简体   繁体   中英

Extract data from <script> BeautifulSoup Python

I have this code:

product_url = 'https://www.burton.com/us/en/p/burton-elite-long-sleeve-tshirt/W21-203921.html?cgid=womens-tees'
res = requests.get(product_url, headers=headers)
soup = BeautifulSoup(res.text, 'html.parser')
product = soup.find('main', {'id': 'main-content'})
details = product.find('script')
data = json.loads(details.string)

which gives this output:

<script>
        __metadata.product = {
            id: "W21-203921",
            sku: "W21-203921",
            ph1: 'SOFTGOODS',
            ph2: 'BASIC FLEECE AND TEE',
            ph3: 'LS TEES',
            ph4: '',
            upc: '190450612509',
            ean: '9009521451408',
            brand: "Burton",
            category: "womens-tees",
            primaryCategory: "womens-sale-sweaters-shirts",
            currency: "USD",
            gender: "Unisex",
            label: "Burton Elite Long Sleeve T-Shirt",
            name: "Burton Elite Long Sleeve T-Shirt"
        };
        __metadata.criteo = {
            pageType: 'ProductPage'
        };
    </script>

Now I want to extract some of this data like id, brand, category, and name.

I have looked at pretty much every thread on this forum with very similar questions and tried their solution, and nothing ever works.

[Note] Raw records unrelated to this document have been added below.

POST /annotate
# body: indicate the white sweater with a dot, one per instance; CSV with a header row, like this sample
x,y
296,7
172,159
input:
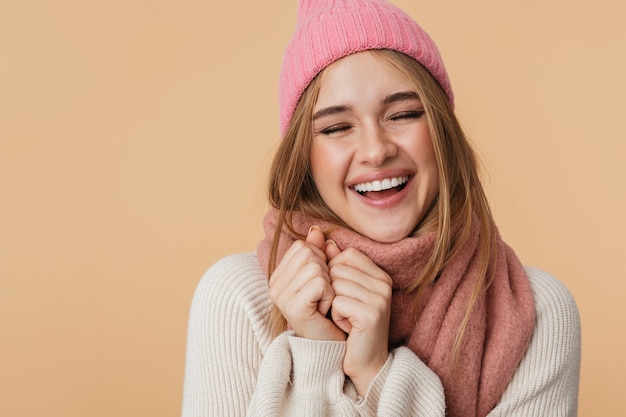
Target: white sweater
x,y
235,368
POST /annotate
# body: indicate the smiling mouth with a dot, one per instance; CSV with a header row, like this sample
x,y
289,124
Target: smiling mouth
x,y
381,188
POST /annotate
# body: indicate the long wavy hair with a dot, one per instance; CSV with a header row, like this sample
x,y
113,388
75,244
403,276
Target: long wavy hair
x,y
460,198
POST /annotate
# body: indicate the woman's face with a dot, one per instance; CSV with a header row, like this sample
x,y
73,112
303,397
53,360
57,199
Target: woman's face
x,y
372,157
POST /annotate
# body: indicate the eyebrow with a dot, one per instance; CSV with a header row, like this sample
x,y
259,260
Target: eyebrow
x,y
393,98
329,111
401,96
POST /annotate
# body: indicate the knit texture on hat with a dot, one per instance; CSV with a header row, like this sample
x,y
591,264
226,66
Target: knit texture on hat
x,y
328,30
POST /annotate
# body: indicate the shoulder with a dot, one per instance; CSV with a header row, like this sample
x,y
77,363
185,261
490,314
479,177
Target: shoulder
x,y
546,380
554,304
234,290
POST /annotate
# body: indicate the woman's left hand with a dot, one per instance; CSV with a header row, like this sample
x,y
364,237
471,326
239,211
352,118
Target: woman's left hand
x,y
361,308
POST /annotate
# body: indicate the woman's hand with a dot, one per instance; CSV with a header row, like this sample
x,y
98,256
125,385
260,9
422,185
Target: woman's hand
x,y
301,289
361,308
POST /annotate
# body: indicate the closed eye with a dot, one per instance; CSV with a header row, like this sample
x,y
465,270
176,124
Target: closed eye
x,y
338,128
407,115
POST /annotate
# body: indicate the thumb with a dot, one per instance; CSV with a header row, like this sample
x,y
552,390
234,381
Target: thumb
x,y
315,237
331,249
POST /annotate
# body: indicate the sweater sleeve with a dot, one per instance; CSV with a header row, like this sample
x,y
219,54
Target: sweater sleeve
x,y
226,337
546,381
235,368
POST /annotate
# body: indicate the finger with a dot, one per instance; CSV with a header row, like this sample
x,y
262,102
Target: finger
x,y
356,260
298,254
316,237
331,249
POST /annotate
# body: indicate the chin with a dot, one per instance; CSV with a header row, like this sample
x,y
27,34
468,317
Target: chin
x,y
387,236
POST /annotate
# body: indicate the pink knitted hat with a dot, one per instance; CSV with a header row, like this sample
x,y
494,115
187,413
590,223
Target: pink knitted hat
x,y
328,30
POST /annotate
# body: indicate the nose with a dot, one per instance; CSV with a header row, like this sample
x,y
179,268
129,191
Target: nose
x,y
375,147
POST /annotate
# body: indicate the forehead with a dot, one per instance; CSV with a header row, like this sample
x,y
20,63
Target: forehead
x,y
358,78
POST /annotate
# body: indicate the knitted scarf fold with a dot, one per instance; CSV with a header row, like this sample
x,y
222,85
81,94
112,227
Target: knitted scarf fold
x,y
499,328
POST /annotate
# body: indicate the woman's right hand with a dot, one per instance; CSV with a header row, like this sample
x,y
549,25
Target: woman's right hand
x,y
301,289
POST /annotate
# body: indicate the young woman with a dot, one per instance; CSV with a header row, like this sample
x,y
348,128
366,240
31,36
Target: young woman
x,y
382,287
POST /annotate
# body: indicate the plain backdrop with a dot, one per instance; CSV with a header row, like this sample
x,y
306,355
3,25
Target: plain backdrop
x,y
135,138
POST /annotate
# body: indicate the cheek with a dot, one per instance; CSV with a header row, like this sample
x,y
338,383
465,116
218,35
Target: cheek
x,y
328,165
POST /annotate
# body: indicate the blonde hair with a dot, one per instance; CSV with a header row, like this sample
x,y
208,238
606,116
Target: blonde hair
x,y
461,195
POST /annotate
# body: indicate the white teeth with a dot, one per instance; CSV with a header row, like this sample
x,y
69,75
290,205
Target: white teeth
x,y
385,184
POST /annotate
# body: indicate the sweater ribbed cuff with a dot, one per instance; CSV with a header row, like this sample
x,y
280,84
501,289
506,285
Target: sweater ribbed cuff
x,y
318,368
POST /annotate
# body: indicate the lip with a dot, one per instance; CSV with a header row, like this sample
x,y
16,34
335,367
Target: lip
x,y
379,176
392,199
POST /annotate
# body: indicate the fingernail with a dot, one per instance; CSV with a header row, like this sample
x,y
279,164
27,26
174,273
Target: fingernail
x,y
314,228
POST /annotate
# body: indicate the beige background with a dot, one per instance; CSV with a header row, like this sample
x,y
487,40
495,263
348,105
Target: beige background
x,y
135,138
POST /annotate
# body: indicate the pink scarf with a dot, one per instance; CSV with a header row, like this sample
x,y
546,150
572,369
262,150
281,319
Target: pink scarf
x,y
499,327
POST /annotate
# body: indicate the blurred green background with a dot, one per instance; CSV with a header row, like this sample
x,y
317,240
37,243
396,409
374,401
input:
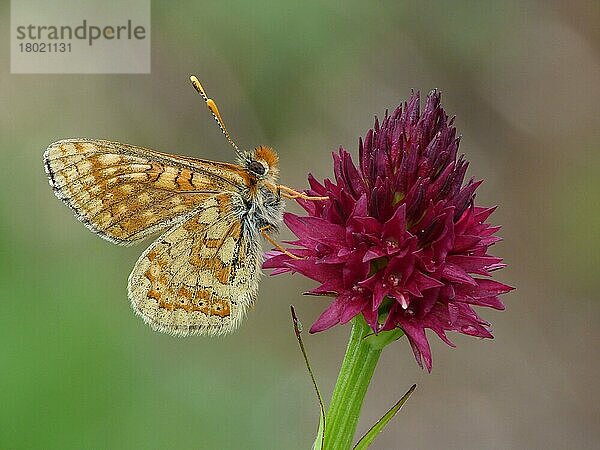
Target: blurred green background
x,y
79,370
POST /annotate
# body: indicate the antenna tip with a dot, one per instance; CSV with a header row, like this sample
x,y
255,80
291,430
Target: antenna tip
x,y
197,85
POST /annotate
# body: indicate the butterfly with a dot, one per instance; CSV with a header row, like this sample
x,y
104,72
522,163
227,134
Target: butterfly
x,y
200,276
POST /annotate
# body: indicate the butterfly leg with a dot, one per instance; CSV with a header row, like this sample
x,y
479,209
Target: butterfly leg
x,y
273,242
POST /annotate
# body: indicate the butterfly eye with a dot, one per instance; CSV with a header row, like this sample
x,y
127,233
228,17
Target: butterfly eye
x,y
257,168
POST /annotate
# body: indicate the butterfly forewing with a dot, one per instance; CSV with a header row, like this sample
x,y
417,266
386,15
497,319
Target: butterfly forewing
x,y
124,192
201,275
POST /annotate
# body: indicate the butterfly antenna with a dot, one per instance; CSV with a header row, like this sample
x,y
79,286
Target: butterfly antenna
x,y
212,106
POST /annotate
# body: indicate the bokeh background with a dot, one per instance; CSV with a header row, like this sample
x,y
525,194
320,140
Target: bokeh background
x,y
79,370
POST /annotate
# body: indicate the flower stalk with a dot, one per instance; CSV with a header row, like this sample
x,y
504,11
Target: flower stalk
x,y
354,378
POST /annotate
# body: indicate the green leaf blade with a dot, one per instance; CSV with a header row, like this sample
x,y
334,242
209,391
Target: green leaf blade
x,y
370,435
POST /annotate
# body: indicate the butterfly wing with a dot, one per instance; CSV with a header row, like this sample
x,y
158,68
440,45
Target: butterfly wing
x,y
124,193
201,275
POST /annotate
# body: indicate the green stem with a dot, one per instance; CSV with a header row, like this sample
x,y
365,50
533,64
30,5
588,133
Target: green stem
x,y
353,381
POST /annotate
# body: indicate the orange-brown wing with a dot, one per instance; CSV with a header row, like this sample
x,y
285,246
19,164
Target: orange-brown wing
x,y
124,193
201,275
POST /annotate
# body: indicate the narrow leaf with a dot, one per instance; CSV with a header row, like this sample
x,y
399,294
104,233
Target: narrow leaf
x,y
370,435
319,441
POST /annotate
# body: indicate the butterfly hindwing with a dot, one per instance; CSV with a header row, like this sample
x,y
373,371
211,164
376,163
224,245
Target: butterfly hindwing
x,y
124,193
201,275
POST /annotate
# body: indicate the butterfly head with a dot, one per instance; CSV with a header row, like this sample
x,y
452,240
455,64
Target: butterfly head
x,y
263,163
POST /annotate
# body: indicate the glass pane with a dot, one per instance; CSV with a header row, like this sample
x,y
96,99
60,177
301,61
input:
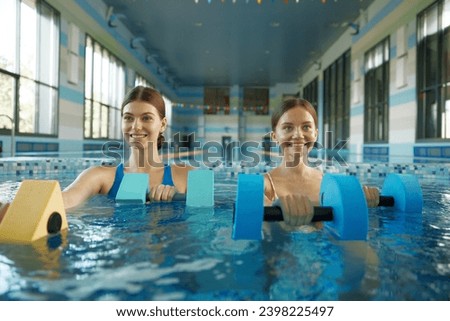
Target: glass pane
x,y
105,77
431,114
97,72
431,60
46,122
445,118
8,44
28,39
7,98
27,106
87,118
446,14
431,21
104,122
48,42
446,57
96,120
88,68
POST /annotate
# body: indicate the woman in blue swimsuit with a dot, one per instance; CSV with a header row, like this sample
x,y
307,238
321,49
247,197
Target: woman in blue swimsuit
x,y
143,124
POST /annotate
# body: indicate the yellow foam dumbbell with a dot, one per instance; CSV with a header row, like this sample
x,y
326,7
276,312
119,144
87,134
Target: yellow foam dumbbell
x,y
36,211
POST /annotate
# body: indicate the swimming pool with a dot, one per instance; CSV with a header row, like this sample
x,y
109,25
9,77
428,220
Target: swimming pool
x,y
165,251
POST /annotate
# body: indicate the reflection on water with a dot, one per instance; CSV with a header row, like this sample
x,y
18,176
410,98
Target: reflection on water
x,y
165,251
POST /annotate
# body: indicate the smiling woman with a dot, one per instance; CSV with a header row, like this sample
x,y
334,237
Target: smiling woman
x,y
294,185
143,124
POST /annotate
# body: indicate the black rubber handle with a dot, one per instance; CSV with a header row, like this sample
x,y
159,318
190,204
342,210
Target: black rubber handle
x,y
387,201
179,197
321,213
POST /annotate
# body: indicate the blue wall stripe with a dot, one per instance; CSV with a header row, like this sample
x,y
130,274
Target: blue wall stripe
x,y
412,41
64,39
87,8
404,97
377,19
357,110
71,95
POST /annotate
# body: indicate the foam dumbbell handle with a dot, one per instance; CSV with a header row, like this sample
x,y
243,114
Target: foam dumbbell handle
x,y
179,197
387,201
321,213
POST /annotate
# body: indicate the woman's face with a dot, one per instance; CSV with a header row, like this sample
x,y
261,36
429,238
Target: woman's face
x,y
295,131
141,124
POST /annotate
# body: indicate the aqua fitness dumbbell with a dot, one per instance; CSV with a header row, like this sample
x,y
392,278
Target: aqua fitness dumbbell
x,y
36,211
134,188
403,192
343,207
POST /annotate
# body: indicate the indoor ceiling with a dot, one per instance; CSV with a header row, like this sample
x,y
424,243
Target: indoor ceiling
x,y
236,42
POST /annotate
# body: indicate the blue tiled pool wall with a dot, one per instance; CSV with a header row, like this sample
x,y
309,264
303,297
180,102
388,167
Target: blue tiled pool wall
x,y
66,166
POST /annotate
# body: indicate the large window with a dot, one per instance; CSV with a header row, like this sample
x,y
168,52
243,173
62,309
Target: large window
x,y
256,100
433,72
336,116
376,94
311,92
29,56
141,81
104,92
216,100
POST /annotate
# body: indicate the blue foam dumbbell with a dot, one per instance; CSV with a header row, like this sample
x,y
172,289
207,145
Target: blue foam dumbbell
x,y
403,192
343,208
134,188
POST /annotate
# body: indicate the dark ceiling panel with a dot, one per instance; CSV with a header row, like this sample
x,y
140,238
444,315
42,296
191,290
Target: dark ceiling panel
x,y
239,42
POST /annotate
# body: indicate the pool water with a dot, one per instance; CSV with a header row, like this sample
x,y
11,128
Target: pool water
x,y
165,251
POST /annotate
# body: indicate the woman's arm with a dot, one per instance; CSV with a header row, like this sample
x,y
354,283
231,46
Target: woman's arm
x,y
166,192
90,182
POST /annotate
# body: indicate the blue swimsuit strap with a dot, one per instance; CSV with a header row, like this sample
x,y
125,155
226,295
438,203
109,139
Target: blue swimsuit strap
x,y
117,180
167,179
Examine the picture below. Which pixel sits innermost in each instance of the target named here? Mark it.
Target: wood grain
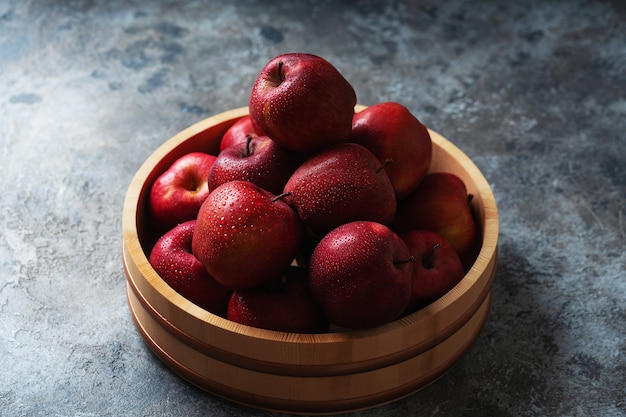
(303, 373)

Most of them do something along the lines of data = json.loads(details) in various ways and none of them seems to work. The most common errors I get are:

json.decoder.JSONDecodeError: Expecting value: line 2 column 9 (char 9)

or

TypeError: the JSON object must be str, bytes or bytearray, not Tag

I'm leaving the below answer for posterity, but this approach is better. Moral of the story: check the XHR requests and see if you can circumvent the string parsing entirely by working with their API.


As I wrote in a comment, there are so many different assumptions you could make about this data and equally many strategies you could use to extract it.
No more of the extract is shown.